Kommentar – Sexuelle Belästigung
MeToo in der Medizin
Seit dem Beginn der MeToo-Kampagne vor einem Jahr ist kaum ein Tag vergangen ohne Enthüllungen über sexuelle Übergriffe – in Hollywood, in der großen Politik, im Leistungssport. Über Machtmissbrauch und sexuelle Grenzverletzungen, die in weniger glamourösen Branchen stattfinden, wird eher selten berichtet.
Die Charité ist hier ein Vorreiter, indem sie Ärztinnen und Ärzte nach ihren Erfahrungen mit sexuellen Grenzüberschreitungen gefragt hat. 70 Prozent haben angegeben, in ihrem Berufsleben solchem Fehlverhalten ausgesetzt gewesen zu sein, 20 Prozent sogar in Form von physischen Übergriffen.
Diese hohen Zahlen sind keine Überraschung. Internationale Studien deuten ebenfalls auf eine Sonderstellung des medizinischen Umfelds hin.
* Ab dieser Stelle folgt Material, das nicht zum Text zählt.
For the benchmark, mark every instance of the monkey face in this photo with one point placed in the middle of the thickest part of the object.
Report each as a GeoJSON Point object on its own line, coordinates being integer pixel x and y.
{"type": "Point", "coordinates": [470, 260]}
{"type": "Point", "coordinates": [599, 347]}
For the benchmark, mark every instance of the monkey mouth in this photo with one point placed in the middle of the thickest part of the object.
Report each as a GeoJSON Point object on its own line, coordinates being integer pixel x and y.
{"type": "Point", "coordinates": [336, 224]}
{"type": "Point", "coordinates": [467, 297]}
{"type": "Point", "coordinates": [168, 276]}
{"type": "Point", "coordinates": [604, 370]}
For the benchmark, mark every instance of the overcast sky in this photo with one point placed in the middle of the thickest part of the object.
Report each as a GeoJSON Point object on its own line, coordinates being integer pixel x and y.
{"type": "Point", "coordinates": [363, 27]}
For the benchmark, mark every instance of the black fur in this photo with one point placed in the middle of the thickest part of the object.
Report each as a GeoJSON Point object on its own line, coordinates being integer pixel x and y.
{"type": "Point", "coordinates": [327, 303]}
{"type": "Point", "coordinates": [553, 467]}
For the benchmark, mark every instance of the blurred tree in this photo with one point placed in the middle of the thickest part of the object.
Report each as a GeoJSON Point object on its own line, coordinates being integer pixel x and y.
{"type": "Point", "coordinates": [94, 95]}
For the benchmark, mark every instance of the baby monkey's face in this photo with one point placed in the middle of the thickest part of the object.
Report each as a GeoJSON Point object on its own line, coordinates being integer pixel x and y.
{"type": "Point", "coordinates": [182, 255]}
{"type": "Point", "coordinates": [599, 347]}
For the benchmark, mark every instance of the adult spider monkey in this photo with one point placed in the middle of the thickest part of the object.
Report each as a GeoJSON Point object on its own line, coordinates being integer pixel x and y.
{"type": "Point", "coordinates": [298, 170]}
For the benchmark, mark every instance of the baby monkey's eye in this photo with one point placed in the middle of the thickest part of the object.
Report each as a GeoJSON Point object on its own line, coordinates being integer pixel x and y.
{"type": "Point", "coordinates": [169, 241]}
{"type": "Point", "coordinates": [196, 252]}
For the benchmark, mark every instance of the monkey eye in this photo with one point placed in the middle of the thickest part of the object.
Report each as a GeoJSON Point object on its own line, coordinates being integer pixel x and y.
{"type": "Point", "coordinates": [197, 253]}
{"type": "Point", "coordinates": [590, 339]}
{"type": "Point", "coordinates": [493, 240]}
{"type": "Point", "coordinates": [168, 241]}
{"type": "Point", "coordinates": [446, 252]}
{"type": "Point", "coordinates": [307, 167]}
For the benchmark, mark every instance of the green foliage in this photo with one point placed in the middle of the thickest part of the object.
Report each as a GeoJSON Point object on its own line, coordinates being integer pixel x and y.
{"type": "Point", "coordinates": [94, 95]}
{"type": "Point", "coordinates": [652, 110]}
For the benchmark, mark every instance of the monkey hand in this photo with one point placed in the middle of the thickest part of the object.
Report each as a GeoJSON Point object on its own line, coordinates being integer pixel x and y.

Die Arbeitsbedingungen in Krankenhäusern scheinen durch den engen Kontakt mit Patienten und die starken Hierarchien besondere Risikofaktoren für solche Grenzverletzungen darzustellen.
Auch nach einem Jahr MeToo schweigen die meisten Opfer und Zeugen von sexueller Belästigung – weil sie sich schämen, weil sie Unannehmlichkeiten befürchten, weil sie nicht ernst genommen werden. Das ist auch in der Medizin so, und daran wird sich nur etwas ändern, wenn das Problem auch hier offen kommuniziert wird. Die Studie der Charité ist ein wichtiger Beitrag.